ESE makes science relevant and memorable by helping people understand what they see outside, an approach we call backyard earth science. We teach teachers how to observe familiar landforms and ask questions about them. We teach the rock cycle as a story using rocks teachers collect from Little Cottonwood Creek. We discuss climate change using evidence of Ice Age Lake Bonneville. We encourage teachers to embrace uncertainty and value good questions. ESE’s special niche is that we give teachers, and others, confidence as well as competence to teach earth science principles, hands-on, outdoors, right in their neighborhoods.

We (a) teach courses and (b) develop resource materials. Please click on our Courses menu item above to learn more about these valuable convenings.  Resource materials are hard copy note books for teacher-participants in our summer in-services. Eventually these notebooks will become web resources written for teachers but useful to others, such as scout leaders and parents.

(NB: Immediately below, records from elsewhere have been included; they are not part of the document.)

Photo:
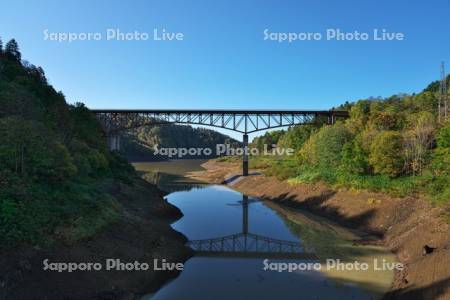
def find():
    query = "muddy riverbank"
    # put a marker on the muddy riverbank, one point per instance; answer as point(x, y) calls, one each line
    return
point(142, 233)
point(410, 227)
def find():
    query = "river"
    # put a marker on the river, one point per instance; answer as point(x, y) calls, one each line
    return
point(241, 239)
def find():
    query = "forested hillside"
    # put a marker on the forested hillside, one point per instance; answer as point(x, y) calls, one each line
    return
point(395, 145)
point(138, 144)
point(54, 162)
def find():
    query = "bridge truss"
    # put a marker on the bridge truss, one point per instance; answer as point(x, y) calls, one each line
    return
point(243, 121)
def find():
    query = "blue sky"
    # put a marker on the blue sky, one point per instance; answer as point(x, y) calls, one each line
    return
point(224, 61)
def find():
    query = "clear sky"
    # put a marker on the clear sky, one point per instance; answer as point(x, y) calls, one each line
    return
point(223, 60)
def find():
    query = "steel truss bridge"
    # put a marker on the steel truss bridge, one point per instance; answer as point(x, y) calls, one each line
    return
point(246, 244)
point(243, 121)
point(249, 245)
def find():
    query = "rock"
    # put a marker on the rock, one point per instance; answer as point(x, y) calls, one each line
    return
point(24, 265)
point(428, 249)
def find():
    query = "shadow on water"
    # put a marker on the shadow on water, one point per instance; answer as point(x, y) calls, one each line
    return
point(233, 234)
point(316, 204)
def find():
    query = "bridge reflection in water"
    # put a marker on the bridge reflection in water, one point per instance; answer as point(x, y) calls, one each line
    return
point(246, 244)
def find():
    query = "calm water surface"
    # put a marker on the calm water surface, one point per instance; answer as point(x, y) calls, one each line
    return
point(213, 211)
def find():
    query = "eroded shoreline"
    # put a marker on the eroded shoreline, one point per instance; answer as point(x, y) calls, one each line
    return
point(410, 227)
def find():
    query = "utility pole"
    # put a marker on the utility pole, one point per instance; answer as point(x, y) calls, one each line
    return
point(443, 103)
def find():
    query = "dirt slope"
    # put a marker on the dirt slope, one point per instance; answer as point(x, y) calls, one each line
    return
point(410, 227)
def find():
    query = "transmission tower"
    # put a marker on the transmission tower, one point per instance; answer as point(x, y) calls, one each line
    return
point(443, 103)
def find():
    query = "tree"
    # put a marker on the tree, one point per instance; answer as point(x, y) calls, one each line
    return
point(386, 153)
point(324, 148)
point(12, 50)
point(441, 158)
point(418, 141)
point(354, 157)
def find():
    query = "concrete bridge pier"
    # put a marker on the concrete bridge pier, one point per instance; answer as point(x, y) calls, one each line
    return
point(114, 141)
point(245, 156)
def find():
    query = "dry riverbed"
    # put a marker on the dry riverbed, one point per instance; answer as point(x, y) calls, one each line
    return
point(410, 227)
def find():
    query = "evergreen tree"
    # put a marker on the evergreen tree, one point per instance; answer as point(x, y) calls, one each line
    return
point(12, 50)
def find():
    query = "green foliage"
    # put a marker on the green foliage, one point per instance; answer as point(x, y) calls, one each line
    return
point(386, 155)
point(53, 159)
point(393, 145)
point(324, 149)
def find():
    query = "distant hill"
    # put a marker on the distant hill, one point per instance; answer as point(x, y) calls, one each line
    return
point(138, 144)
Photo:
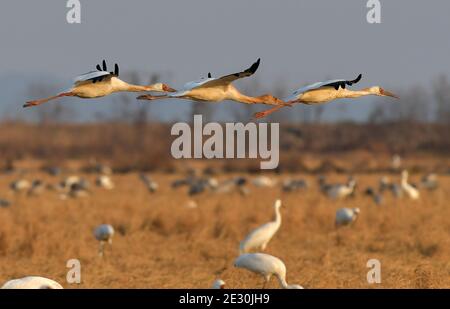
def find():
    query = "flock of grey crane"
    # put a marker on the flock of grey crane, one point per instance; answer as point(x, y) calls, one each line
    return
point(195, 184)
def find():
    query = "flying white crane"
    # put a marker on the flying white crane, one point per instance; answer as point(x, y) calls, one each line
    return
point(345, 216)
point(100, 83)
point(104, 234)
point(260, 237)
point(323, 92)
point(412, 192)
point(218, 89)
point(267, 266)
point(32, 282)
point(218, 284)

We focus our efforts. Our target audience is teachers, specifically Utah elementary teachers. Why? We are told that elementary teachers turn young people on or off to science. Many elementary teachers are women who role model that they “can’t do” science. However, most teachers are good story tellers. Most are interested in their neighborhoods, and in their students’ environment. We teach teachers how to use local geology to teach students about their rocks, their landscapes, their hazards, their resources, in short, their Earth system. We discourage memorization and rote vocabulary and encourage questions and stories. When a teacher tells an accurate story about a rock’s history, she teaches science. We have found that elementary school teachers are more likely to turn students on to science when they, themselves, are confident as well as competent in telling the history of our valley, the story of Great Salt Lake , the journey of a rock along the rock cycle.